My giggles increased and the boys sitting next to me looked at what I was about to cut out. “Are you crazy?” they hissed, but I was overwhelmed by my creative impulses and gave them no heed. An artist, of course must be true to his art, and soon I had the woman’s bust cut out of the magazine ad and glued onto my collage.

It wasn’t until Miss Huff collected our collages with the announcement that they would be on display for the next PTA meeting, that I began to sweat. What if she thought I was a disgusting little pervert and would have nothing to do with me from here on? What if she called my parents and arranged the parent-teacher conference that would surely end my life?

At nine years old, your entire life can pass before your eyes in about thirty seconds, so I had plenty of time to worry. But the next day nothing happened. Our collages were posted on the bulletin board and the offending picture had been neatly removed from the scene, leaving an empty hole that actually stood out more than the picture would have.

Miss Huff never said a word to me, but it seemed that she was just a little more amused with me than before.

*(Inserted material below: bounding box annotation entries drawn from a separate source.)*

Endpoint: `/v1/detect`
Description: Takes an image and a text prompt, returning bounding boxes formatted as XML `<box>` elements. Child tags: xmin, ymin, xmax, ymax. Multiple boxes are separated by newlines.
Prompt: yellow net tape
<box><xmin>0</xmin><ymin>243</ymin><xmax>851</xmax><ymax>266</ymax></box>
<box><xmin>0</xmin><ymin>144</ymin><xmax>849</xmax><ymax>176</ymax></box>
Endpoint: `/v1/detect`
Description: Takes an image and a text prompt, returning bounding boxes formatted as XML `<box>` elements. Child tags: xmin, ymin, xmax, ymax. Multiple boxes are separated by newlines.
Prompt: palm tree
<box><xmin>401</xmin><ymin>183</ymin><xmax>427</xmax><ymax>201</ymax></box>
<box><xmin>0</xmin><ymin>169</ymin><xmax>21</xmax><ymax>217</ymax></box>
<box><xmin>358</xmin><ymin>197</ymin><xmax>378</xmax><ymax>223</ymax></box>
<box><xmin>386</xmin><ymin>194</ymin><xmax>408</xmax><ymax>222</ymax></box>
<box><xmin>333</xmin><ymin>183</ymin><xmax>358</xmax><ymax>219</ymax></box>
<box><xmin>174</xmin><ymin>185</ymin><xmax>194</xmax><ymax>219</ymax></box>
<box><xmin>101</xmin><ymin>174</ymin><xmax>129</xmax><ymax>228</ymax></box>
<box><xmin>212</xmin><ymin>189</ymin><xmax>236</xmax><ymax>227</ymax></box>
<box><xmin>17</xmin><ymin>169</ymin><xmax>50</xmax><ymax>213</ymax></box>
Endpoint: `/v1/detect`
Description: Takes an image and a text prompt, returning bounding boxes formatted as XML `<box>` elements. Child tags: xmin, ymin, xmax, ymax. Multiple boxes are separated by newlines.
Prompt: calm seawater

She called on me a little more often when she had small task that was needed, and she was a little more patient with my questions about math.

Eventually, I decided she must like her men cute and sweet, with just a touch of roguishness thrown into the mix.

And once my classmates realized I was not in trouble, I became the hero of the other boys, who looked at me as if I had iron cojones. The girls just looked at me as if I had crawled out from under a rock, but I didn’t mind. At least Miss Huff still seemed to like me.

The next year, when I was in fifth grade, she got married (presumably to someone taller and with a steady job) and the year after that she moved away. And the fact that she is probably a grandmother now doesn’t overshadow the fact that she was my first true love

Monday, September 26, 2005

I Love Being an Uncle

I spent the evening "babysitting" for my two nieces. They are ten and six and just the most adorable girls alive (yes, I realize you may have cute girls in your family too, and I am sure they are wonderful, but this is my blog and I get to say who is the most adorable here).

Anyway, I took them to their gymnastics practice while my brother and sister-in-law were elsewhere, fed them pizza and read the little one a story while her older sister finished her homework. No matter what screwy things happen in my life, the kids put the joy right back in.

I'm working on a longer (hopefully funny) essay about the crush I had on my fourth grade teacher (to the best of my recollection, she was a cross between Meg Ryan and Kim Bassinger...at least that's my story and I'm sticking to it.

Anyway, it might be too long to publish here on Loose Cannon Diaries, but if I get it finished and can get it published, I'll let you know where it is.

I took the day off yesterday and didn't write anything, but I did find a funny, funny site, check out Tony Calabrese's Fugetaboutit: ::How U Doin'? I've seen him on Comedy Central and really enjoy his humor.

Well folks, those kids wore their uncle out, so I am going to bed. See ya.